OK, a thought experiment. (My apologies -- this is going to sound like I'm lecturing the author of a NURBS package about basic spline arithmetic, but these details are new to me and I just want to write them down to be sure I'm grasping them.)
Suppose we have 11 data points that are completely evenly spaced and we want 10 control points for a degree 3 spline. There are 7 knot spans and 14 entries in the knot vector, of which 8 are 0s or 1s. We need to generate 6 intermediate knots because the 0s already initiate the first knot span. (The 1s terminate; they don't introduce a new span.) The u-sub-ks are:
>>> params = np.linspace(0, 1, 11)
array([0. , 0.1, 0.2, 0.3, 0.4, 0.5, 0.6, 0.7, 0.8, 0.9, 1. ])In the current code, num_dpts is 11, num_cpts is 10, and degree is 3, so d = 11 / 7 = 1.57. When j = 1, i = 1 and alpha = 0.57. The start of the second knot span is computed as (1 - 0.57) * params[0] + 0.57 * params[1] = 0.43 * 0 + 0.57 * 0.1 = 0.057. Not obviously implausible, right?

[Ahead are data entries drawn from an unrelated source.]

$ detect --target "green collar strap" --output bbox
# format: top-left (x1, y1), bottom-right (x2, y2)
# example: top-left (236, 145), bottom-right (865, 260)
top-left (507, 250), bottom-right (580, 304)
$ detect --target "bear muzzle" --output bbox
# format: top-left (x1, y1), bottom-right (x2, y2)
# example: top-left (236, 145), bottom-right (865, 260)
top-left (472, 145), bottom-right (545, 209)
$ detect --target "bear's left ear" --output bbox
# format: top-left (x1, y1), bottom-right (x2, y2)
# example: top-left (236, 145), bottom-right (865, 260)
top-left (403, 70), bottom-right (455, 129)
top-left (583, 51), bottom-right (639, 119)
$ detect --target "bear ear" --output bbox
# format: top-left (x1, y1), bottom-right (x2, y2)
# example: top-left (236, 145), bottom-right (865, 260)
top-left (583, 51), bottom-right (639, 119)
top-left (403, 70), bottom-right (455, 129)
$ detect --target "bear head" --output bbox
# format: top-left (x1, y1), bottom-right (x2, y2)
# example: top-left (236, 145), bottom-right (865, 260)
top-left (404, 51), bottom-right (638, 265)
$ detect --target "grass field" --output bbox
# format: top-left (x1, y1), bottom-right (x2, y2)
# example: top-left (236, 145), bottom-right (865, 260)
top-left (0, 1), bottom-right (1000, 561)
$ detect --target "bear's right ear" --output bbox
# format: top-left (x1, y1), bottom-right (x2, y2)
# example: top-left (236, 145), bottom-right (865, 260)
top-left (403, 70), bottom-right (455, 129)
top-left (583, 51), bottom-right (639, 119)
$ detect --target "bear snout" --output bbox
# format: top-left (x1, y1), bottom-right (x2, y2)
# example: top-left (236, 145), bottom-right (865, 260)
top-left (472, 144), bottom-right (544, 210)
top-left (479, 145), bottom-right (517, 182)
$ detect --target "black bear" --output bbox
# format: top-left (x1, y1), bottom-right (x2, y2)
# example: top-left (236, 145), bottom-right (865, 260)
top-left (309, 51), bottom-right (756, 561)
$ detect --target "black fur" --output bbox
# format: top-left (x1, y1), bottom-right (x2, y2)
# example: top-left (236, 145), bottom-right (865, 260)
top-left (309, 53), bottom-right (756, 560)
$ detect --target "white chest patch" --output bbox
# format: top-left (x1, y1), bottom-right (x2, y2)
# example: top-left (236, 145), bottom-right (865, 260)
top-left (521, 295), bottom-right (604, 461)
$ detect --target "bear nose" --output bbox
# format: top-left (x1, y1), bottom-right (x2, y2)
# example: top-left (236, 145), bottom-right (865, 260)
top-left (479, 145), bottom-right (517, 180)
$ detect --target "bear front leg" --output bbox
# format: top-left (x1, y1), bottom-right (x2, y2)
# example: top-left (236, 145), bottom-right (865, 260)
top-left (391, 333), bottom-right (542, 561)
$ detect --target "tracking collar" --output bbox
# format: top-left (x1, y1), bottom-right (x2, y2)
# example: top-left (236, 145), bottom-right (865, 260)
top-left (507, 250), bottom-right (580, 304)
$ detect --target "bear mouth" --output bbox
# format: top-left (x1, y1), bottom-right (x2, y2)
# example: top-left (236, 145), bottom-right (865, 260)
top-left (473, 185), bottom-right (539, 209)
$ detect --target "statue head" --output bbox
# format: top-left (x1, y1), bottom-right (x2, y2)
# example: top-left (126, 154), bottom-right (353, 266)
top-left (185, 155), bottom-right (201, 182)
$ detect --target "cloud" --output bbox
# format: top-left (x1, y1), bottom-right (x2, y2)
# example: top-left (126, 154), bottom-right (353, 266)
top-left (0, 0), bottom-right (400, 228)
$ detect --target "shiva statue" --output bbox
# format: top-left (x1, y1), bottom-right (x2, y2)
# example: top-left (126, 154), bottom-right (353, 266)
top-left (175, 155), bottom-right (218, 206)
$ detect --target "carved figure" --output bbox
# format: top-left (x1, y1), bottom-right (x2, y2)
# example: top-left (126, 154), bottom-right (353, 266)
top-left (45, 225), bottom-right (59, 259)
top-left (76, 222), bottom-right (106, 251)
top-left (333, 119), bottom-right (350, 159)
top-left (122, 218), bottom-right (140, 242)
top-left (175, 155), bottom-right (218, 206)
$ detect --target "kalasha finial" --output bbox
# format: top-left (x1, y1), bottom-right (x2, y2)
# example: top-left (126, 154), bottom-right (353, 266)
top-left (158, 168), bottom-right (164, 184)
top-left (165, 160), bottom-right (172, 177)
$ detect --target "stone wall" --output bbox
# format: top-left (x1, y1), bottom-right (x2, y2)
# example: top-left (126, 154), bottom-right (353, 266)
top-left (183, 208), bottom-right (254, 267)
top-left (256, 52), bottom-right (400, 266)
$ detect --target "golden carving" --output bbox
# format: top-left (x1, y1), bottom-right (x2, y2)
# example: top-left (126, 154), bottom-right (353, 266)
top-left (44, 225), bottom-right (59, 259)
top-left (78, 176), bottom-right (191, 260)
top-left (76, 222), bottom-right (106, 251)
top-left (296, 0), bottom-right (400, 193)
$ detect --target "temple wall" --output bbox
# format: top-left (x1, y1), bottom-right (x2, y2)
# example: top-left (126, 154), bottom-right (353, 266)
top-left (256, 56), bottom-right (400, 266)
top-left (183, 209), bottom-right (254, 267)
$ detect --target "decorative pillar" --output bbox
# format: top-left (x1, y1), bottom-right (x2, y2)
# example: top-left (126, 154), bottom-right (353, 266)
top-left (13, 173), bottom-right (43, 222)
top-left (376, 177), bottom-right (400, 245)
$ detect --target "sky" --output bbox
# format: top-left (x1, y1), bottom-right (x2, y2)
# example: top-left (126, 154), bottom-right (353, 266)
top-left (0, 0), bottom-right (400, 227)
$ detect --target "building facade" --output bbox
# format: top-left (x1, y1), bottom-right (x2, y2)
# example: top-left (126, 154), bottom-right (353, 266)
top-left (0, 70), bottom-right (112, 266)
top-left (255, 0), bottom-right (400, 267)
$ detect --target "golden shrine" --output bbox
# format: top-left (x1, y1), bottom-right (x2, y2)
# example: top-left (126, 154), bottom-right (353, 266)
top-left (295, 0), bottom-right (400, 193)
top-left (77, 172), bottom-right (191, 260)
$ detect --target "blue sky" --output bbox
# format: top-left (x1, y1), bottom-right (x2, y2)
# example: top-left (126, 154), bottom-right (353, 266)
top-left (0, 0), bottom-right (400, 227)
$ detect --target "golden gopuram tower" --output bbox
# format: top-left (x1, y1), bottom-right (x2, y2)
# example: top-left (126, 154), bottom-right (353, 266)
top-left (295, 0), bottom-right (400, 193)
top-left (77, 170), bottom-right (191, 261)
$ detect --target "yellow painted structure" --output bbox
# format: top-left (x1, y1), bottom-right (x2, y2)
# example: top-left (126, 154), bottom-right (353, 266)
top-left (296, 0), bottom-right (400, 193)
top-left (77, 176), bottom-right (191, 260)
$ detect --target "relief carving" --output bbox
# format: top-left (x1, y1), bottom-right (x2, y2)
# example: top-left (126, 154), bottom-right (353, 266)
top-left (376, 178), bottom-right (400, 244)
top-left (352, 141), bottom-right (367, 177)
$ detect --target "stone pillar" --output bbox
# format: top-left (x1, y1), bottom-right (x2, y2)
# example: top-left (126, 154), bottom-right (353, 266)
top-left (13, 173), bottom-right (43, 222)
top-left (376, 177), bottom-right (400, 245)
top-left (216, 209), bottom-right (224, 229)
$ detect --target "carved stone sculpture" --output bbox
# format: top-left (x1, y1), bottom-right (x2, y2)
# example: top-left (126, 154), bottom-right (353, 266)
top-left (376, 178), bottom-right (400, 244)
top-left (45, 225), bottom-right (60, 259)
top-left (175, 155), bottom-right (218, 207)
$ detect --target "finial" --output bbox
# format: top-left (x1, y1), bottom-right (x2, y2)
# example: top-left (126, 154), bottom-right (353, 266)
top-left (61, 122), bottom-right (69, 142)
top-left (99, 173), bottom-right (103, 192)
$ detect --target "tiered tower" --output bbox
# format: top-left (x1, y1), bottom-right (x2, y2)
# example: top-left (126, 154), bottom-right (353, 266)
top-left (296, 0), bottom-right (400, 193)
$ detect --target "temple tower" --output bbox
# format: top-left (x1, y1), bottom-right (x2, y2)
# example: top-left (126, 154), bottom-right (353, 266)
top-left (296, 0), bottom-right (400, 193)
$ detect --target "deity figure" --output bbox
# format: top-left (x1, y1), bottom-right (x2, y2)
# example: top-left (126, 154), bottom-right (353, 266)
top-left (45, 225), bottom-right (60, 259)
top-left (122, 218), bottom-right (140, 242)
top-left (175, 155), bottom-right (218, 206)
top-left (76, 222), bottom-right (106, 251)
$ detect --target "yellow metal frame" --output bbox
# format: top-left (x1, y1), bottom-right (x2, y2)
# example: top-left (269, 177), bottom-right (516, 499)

But let's look at the last knot when j = num_cpts - degree - 1 = 6. Then d = 9.42 and the last knot span starts at (1 - 0.42) * 0.8 + 0.42 * 0.9 = 0.842. So the last knot span is almost three times larger than the first, even though the params vector is uniform.
I think there are two issues. First, I don't understand why The NURBS Book uses params[i-1] and params[i] rather than params[i] and params[i+1], a convention the code also follows. 1.57 is an address between the second and third data points, not between the first and second, no? Clearly, it should include at least one full data point. However, fixing this just shifts the squeezed area from the front of the knot vector to the end, so there's a scaling issue in there somewhere, too.

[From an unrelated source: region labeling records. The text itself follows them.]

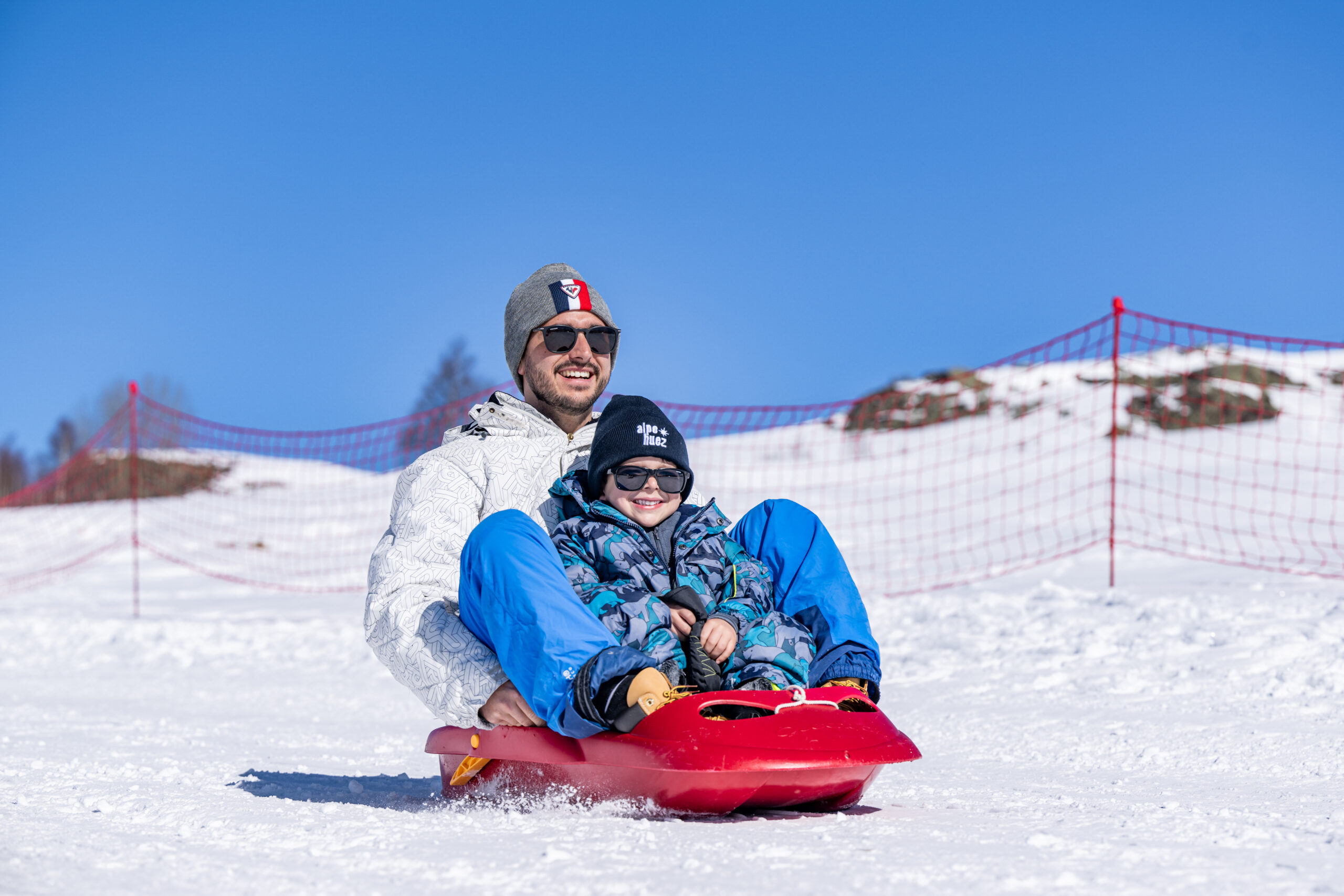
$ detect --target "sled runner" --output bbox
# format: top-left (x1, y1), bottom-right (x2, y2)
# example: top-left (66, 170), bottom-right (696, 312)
top-left (425, 688), bottom-right (919, 814)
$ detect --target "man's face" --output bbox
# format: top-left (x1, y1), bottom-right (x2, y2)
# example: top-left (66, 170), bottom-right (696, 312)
top-left (518, 312), bottom-right (612, 414)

I suspect that the numerator of d should be not num_dpts but num_dpts - 1. A set of 11 numbers has only an interval of 10 to distribute. The name of the 11th element is not params[11] but params[10]. Think of it as working in list/array addressing space.
Together, these two changes generate a nice, symmetrical knot vector from the nice, symmetrical params:
num_dpts = 11
num_cpts = 10
degree = 3
params = np.linspace(0, 1, 11)
d = (num_dpts - 1) / (num_cpts - degree)
def knot(d, j):
i = int(j * d)
alpha = (j * d) - i
return (1 - alpha) * params[i] + alpha * params[i + 1]
[knot(d, j) for j in range(1, num_cpts - degree)]
[0.14285714285714288,
0.28571428571428575,
0.42857142857142855,
0.5714285714285715,
0.7142857142857144,
0.8571428571428572]I will do some additional tests tomorrow. If they look reasonable, would you be interested in a PR for this?